Poster Sat, Apr 25, 2026 • 6:30 AM – 9:00 AM PDT

Can LLMs Move Beyond Short Exchanges to Realistic Therapy Conversations?

Zhengqing Yuan · Liang Wu · Jian Xu · Zheyuan Zhang · Kaiwen Shi · Weixiang Sun · Lichao Sun · Yanfang Ye

Abstract

Recent incidents have revealed that large language models (LLMs) deployed in mental health contexts can generate unsafe guidance, including reports of chatbots encouraging self-harm. Such risks highlight the urgent need for rigorous, clinically valid evaluation before integration into care. However, existing benchmarks remain inadequate: 1) they rely on synthetic or weakly validated data, undermining clinical reliability; 2) they reduce counseling to isolated QA or single-turn tasks, overlooking the extended, adaptive nature of real interactions; and 3) they rarely capture the formal therapeutic structure of sessions, such as rapport building, guided exploration, intervention, and closure. These gaps risk overestimating LLM competence and obscuring safety-critical failures. To address this, we present \textbf{CareBench-CBT}, the largest clinically validated benchmark for CBT-based counseling. It unifies three components: 1) we provide thousands of expert-curated and validated items to ensure data reliability; 2) we include realistic multi-turn dialogues to capture long-form therapeutic interaction; and 3) we align all sessions with CBT’s formal structure, enabling process-level evaluation of empathy, therapeutic alignment, and intervention quality.

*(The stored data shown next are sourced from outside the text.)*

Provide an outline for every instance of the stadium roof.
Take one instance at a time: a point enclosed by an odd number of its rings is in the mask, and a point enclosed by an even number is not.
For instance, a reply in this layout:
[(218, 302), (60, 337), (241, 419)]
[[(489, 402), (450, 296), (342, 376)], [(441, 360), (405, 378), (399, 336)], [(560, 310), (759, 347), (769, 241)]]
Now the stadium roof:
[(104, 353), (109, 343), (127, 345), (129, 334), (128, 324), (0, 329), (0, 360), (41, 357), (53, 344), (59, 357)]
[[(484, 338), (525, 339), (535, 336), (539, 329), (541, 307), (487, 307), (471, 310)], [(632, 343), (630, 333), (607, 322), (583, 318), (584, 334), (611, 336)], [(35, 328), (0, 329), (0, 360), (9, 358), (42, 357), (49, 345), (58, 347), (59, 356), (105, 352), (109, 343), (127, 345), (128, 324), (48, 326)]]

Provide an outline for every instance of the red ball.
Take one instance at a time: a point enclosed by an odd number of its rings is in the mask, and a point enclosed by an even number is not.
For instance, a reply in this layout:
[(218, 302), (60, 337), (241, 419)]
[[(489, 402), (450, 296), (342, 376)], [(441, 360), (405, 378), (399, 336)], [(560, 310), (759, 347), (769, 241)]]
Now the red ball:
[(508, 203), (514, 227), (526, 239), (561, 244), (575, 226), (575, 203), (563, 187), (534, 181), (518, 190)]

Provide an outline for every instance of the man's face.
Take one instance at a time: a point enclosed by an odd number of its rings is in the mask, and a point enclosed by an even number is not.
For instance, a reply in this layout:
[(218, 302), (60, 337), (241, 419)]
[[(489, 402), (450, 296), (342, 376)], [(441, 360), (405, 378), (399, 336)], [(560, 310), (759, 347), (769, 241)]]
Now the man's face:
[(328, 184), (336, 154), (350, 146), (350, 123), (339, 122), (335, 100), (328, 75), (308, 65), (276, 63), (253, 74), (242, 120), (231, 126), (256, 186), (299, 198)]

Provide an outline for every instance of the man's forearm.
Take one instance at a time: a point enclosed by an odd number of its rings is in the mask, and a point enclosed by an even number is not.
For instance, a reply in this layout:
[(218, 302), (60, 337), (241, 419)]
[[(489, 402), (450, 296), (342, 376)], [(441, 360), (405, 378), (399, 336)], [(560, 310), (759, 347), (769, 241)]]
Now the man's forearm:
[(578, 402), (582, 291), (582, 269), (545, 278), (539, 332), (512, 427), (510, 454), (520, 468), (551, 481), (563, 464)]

All data are anonymized, double-reviewed by 21 licensed professionals, and validated with reliability and competence metrics. Evaluating 18 state-of-the-art LLMs reveals consistent gaps: high scores on public QA degrade under expert rephrasing, vignette reasoning remains difficult, and dialogue competence falls well below human counselors. CareBench-CBT provides a rigorous foundation for advancing safe and responsible integration of LLMs into mental health care. All code and data are released in the Supplementary Materials.